A state Senate retirement leader Monday pulled the plug on legislation aimed at providing a mechanism for cost-of-living increases in pension checks.

Senate Retirement Committee Chairman Elbert Guillory acknowledged opposition to the move from Louisiana’s four state retirement systems to his Senate Bill 11, which would have increased employee contributions and reduced benefits.

“It is understandable that our workers are not eager to fund this new benefit,” Guillory, D-Opelousas, said. “It would be the first major new benefit given to our workers since I had an Afro.”

The issue of how to pay for cost-of-living adjustments needs to be addressed, Guillory said. Many older retirees are living in poverty and taxpayers aren’t willing to fund it, he said.

Guillory urged the retirement systems to come up with a proposal.

“It won’t be resurrected unless and until you ask for it,” he said.

The legislation covered state employee, teachers, school employee and State Police retirement systems.

In another pension development, the Senate Retirement Committee rewrote, then approved a bill that would reduce pension benefits for future members of state and statewide pension systems.

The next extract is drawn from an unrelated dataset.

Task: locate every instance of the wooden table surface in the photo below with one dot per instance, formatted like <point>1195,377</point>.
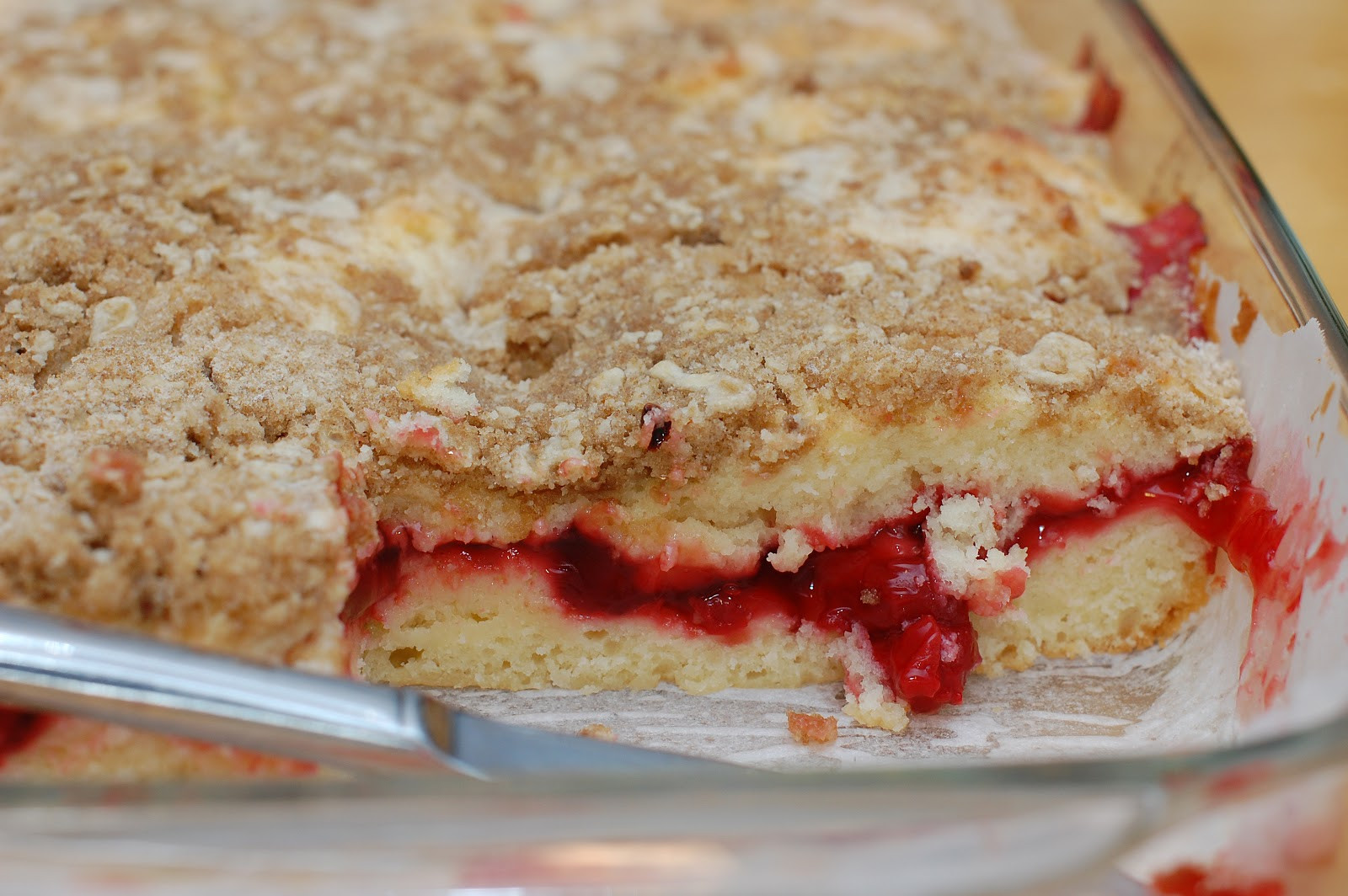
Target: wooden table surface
<point>1278,74</point>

The Senate Retirement Committee voted 4-2 to approve the legislation amid protests over procedures used to revive and pass the measure that failed to pass last week.

State Sen. Barrow Peacock’s Senate Bill 7 started out changing the final average compensation on which pension benefits are based from 36 months to 60 months for state and statewide retirement systems. The move would have effectively diminished checks of tens of thousands of public employees at the state and local level.

On Monday, Peacock revamped the measure to apply to new members of the systems, addressing a complaint that applying the change to current employees would unconstitutionally break employment contracts.

Peacock said the legislation will help “a little” with efforts to improve the long-term finances of the various government pension plans.

The newly revamped legislation will be given a new bill number.

Firefighters’ Retirement System of Louisiana Director Steven Stockstill complained that the panel was violating Senate rules and state law that require a legislative actuary analysis prior to legislation being taken up in committee.

He asked for a one-week postponement.

Committee Chairman Guillory said the revamp won’t become a bill until it gets a new number. He said the legislation will have an actuarial note before it is heard in the state Senate.